Voice assistants – strategies for handling private information

by COMPRISE

11 May 2020

Is There Anything Else I Should Know About You?

“Tell me what you read and I tell you who you are.” – Pierre de La Gorce

Voice assistants, such as Alexa, Siri, or Google Assistant, are becoming increasingly popular. Some users are, however, worried about their vocal interactions with these devices being stored in the cloud, together with a textual transcript of every spoken word. But is there an actual threat associated with the collection of these data? And if so, could such threats be prevented?

When companies have access to lots of their users’ dialog data, they can use it to make their voice assistants work better. So, that’s great news for the users, isn’t it? Well, for one, the recordings of a user’s voice could be abused to impersonate them using artificial neural networks. While reputable companies are usually not in the identity-theft business, this might become a more realistic threat in cases where the stored user recordings are leaked to the wrong people, for instance, after a successful hack.
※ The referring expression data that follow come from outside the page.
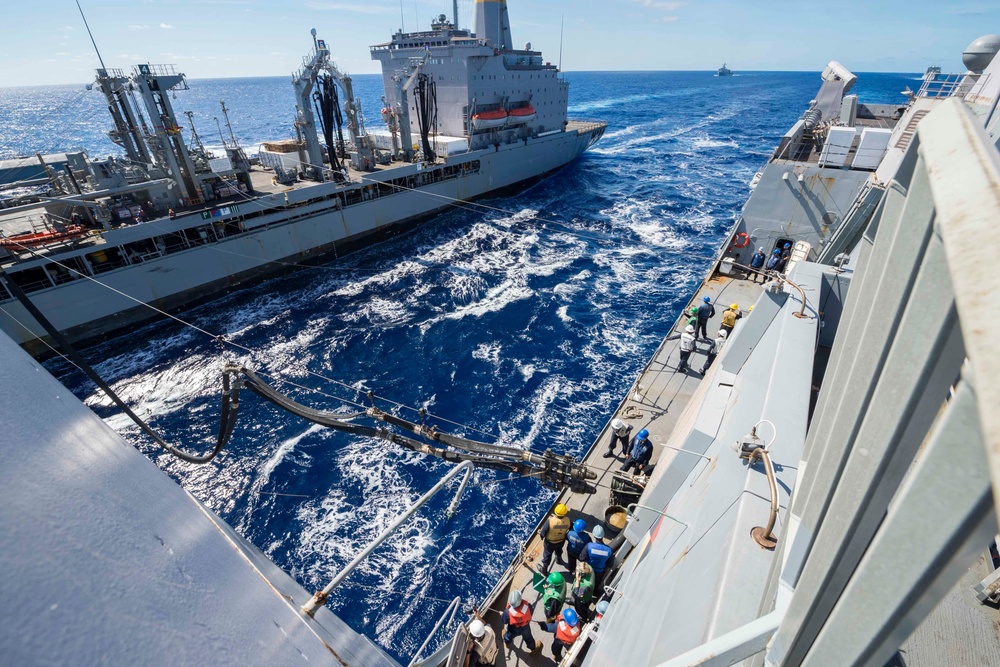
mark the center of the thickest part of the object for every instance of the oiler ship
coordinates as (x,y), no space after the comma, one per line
(820,492)
(170,223)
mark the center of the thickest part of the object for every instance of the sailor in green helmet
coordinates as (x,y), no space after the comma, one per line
(583,590)
(553,595)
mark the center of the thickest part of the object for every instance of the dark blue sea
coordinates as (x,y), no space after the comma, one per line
(525,329)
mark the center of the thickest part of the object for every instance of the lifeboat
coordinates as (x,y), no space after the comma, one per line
(34,239)
(521,115)
(487,120)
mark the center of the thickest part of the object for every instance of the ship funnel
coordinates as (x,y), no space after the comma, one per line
(836,71)
(492,23)
(980,53)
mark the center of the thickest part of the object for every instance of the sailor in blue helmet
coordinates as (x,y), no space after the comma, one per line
(786,254)
(757,262)
(639,453)
(576,540)
(600,557)
(772,261)
(706,311)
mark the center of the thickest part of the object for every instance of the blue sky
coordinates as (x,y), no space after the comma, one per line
(45,42)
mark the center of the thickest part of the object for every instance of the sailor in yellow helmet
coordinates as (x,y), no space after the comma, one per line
(729,319)
(553,534)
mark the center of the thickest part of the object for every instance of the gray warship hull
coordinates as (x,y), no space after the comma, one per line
(261,237)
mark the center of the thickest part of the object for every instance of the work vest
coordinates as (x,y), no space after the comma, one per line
(554,594)
(558,527)
(520,616)
(585,591)
(598,555)
(575,542)
(566,633)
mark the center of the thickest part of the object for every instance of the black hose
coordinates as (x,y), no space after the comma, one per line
(230,399)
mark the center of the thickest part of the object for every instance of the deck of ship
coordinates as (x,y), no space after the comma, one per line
(655,401)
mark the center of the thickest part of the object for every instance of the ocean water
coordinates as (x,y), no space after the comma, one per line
(526,318)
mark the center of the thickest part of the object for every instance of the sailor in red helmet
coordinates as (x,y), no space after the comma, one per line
(517,621)
(566,630)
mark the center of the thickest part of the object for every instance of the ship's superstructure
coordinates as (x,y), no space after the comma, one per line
(477,86)
(821,492)
(171,223)
(737,542)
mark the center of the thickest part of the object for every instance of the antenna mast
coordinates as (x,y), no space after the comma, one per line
(87,25)
(562,20)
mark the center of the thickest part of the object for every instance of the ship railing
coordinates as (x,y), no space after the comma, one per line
(951,85)
(163,70)
(901,465)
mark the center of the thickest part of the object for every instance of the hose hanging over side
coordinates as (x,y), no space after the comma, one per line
(326,110)
(554,470)
(426,102)
(230,396)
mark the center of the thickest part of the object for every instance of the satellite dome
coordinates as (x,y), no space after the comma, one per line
(979,54)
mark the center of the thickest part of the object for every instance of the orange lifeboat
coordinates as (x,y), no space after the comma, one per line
(521,115)
(487,120)
(33,239)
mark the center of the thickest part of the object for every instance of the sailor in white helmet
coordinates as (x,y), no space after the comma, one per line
(483,649)
(620,433)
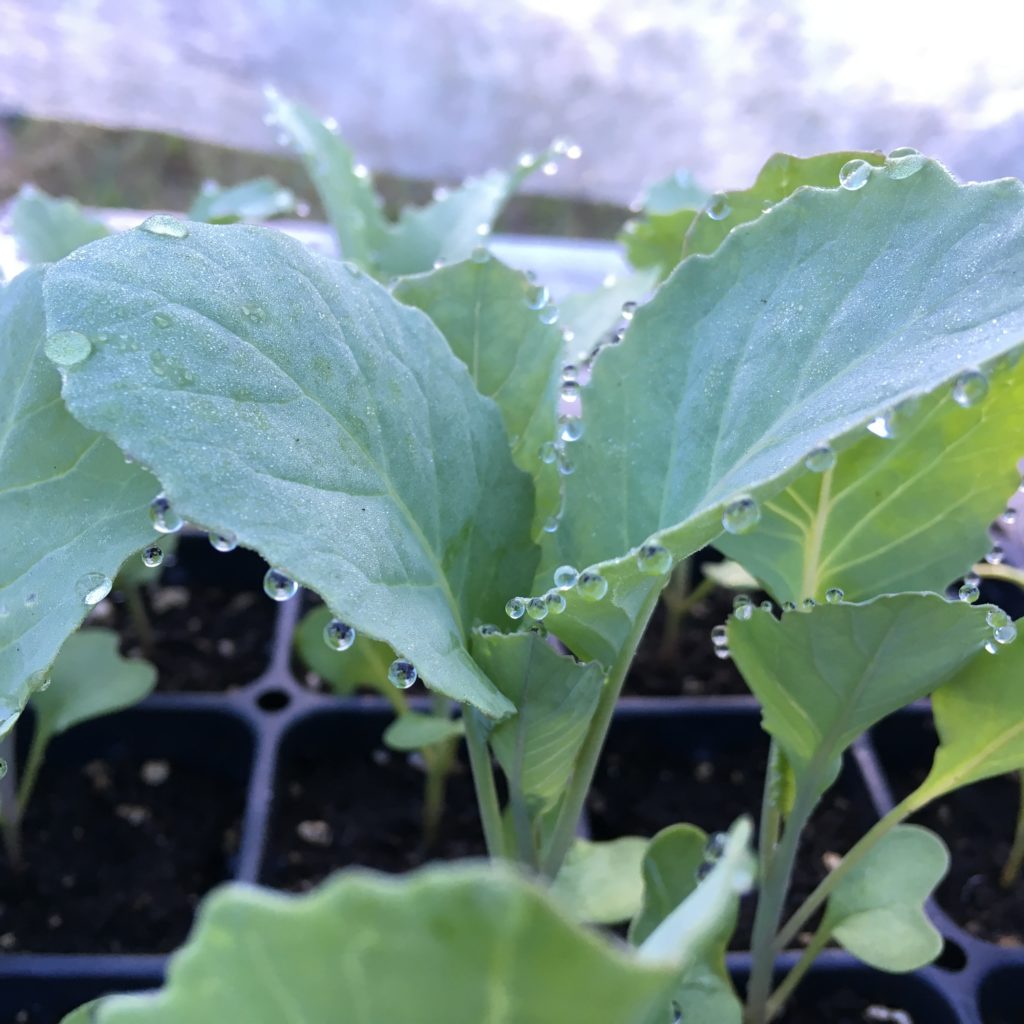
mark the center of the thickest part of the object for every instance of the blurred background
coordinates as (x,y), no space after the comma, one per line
(134,103)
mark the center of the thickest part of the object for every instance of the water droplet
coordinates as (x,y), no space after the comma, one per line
(1006,634)
(970,388)
(538,298)
(165,519)
(854,174)
(740,515)
(591,586)
(569,428)
(565,577)
(718,207)
(153,556)
(653,559)
(401,674)
(223,542)
(68,348)
(820,459)
(162,224)
(279,587)
(92,588)
(338,635)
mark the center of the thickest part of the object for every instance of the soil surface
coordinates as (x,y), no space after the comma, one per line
(212,624)
(365,808)
(118,854)
(689,667)
(640,790)
(977,823)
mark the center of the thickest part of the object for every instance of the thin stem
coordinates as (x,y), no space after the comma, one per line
(857,853)
(778,998)
(572,803)
(483,783)
(1012,868)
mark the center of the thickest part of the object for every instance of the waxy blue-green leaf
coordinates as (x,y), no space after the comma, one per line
(46,229)
(259,199)
(71,509)
(877,911)
(454,944)
(600,882)
(556,697)
(908,512)
(802,328)
(492,317)
(825,676)
(290,400)
(979,715)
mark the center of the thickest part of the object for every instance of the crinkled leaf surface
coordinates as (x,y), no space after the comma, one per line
(69,504)
(365,664)
(88,679)
(600,883)
(877,912)
(910,512)
(259,199)
(472,943)
(293,402)
(802,328)
(47,229)
(979,715)
(556,697)
(483,310)
(825,676)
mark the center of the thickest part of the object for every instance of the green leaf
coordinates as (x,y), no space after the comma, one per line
(365,664)
(259,199)
(825,676)
(877,912)
(556,697)
(89,678)
(979,715)
(486,312)
(779,178)
(46,229)
(801,329)
(910,512)
(70,507)
(413,731)
(470,944)
(344,187)
(292,401)
(600,883)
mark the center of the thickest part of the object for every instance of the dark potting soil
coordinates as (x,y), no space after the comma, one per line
(117,854)
(977,823)
(361,808)
(688,668)
(639,791)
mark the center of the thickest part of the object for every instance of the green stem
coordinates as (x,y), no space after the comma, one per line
(570,810)
(774,886)
(1012,868)
(483,783)
(139,619)
(857,853)
(778,998)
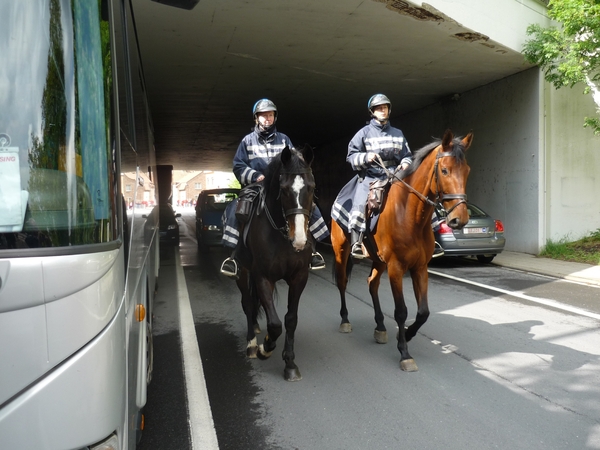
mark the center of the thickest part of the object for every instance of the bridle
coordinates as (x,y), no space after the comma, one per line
(440,197)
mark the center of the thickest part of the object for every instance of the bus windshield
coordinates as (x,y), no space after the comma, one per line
(57,181)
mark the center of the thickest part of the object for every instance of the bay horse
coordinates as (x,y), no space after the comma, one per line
(278,246)
(403,238)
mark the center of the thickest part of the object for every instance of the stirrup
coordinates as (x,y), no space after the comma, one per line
(317,262)
(229,268)
(437,250)
(358,251)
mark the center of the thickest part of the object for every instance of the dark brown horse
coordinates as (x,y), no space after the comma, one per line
(403,239)
(278,247)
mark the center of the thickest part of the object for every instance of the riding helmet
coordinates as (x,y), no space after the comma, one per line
(264,105)
(379,99)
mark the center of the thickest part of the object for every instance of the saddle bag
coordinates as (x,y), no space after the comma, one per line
(246,199)
(377,190)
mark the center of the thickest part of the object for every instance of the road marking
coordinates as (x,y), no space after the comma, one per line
(541,301)
(202,427)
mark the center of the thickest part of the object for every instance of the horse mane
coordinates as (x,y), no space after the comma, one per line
(418,156)
(273,170)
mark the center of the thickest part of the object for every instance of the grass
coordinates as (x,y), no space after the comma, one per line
(585,250)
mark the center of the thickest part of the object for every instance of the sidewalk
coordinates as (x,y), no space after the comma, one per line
(582,273)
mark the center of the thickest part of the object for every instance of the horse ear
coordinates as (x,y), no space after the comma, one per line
(467,141)
(308,154)
(286,155)
(447,139)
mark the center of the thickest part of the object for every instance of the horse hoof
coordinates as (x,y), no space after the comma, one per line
(345,328)
(262,354)
(380,337)
(292,374)
(408,365)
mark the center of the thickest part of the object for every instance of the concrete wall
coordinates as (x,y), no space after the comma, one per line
(503,21)
(504,159)
(572,165)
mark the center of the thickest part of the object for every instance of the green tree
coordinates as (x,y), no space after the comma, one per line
(570,53)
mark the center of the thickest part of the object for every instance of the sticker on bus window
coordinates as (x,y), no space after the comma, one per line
(13,201)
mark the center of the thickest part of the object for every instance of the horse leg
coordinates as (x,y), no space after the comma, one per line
(250,306)
(274,327)
(291,371)
(420,279)
(407,363)
(374,280)
(341,250)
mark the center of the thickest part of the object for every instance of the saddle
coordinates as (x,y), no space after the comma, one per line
(247,207)
(377,194)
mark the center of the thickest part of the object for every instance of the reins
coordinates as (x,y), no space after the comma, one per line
(289,212)
(440,197)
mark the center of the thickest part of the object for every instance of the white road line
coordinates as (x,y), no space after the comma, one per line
(202,427)
(541,301)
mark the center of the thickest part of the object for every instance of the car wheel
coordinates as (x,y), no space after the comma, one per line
(485,259)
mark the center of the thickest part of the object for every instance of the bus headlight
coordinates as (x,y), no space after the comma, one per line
(110,443)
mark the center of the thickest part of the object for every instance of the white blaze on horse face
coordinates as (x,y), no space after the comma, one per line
(299,219)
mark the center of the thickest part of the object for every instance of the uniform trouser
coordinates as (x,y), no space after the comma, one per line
(231,235)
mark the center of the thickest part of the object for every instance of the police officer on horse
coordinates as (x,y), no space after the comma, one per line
(377,138)
(253,155)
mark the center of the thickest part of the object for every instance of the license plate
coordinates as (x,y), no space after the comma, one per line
(475,230)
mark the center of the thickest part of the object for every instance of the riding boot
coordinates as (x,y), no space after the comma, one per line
(317,261)
(230,267)
(357,250)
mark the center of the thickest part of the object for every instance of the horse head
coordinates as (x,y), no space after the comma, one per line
(450,178)
(296,191)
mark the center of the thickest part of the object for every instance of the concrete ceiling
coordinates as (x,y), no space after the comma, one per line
(318,60)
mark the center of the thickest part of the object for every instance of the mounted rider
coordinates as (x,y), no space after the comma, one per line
(377,138)
(253,155)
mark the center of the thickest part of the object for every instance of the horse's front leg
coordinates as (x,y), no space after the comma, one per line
(296,287)
(374,280)
(341,250)
(420,280)
(250,306)
(274,327)
(395,272)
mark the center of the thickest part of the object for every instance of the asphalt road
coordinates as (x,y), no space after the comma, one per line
(495,370)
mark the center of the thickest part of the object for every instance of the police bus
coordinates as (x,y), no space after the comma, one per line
(78,262)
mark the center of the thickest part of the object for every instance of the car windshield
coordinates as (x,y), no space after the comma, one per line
(219,202)
(474,211)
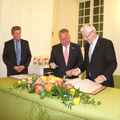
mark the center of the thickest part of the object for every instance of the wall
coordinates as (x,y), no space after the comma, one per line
(112,26)
(35,18)
(65,16)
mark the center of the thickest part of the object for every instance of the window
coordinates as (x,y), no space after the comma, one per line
(90,11)
(98,9)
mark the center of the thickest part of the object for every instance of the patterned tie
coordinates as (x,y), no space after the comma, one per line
(18,52)
(66,55)
(90,52)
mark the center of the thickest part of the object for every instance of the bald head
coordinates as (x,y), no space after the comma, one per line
(88,32)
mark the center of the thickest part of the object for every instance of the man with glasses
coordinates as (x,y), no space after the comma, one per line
(65,55)
(16,54)
(100,59)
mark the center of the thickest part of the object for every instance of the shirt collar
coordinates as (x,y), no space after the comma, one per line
(67,45)
(16,40)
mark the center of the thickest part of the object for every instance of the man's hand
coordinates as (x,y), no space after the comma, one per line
(21,68)
(76,72)
(100,79)
(69,73)
(53,65)
(16,68)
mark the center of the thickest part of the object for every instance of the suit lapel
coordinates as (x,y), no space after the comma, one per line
(95,49)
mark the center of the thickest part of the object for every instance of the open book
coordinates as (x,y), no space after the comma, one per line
(86,85)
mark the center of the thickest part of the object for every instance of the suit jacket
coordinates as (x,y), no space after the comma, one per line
(75,57)
(103,61)
(9,56)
But it’s not just the sound of your voice that is potentially at risk of misuse here. What you say also reveals a lot about you. Saying “turn on the living room lights” in a smart home today may be considered rather harmless, but future versions of voice assistants will be increasingly capable. They will engage in more involved conversations with the user and assist with complex tasks such as booking your next holiday trip from start to finish, including choosing your hotel, booking the flights, and planning leisure time activities. From the user’s perspective, such interactions will likely contain quite a lot of private information.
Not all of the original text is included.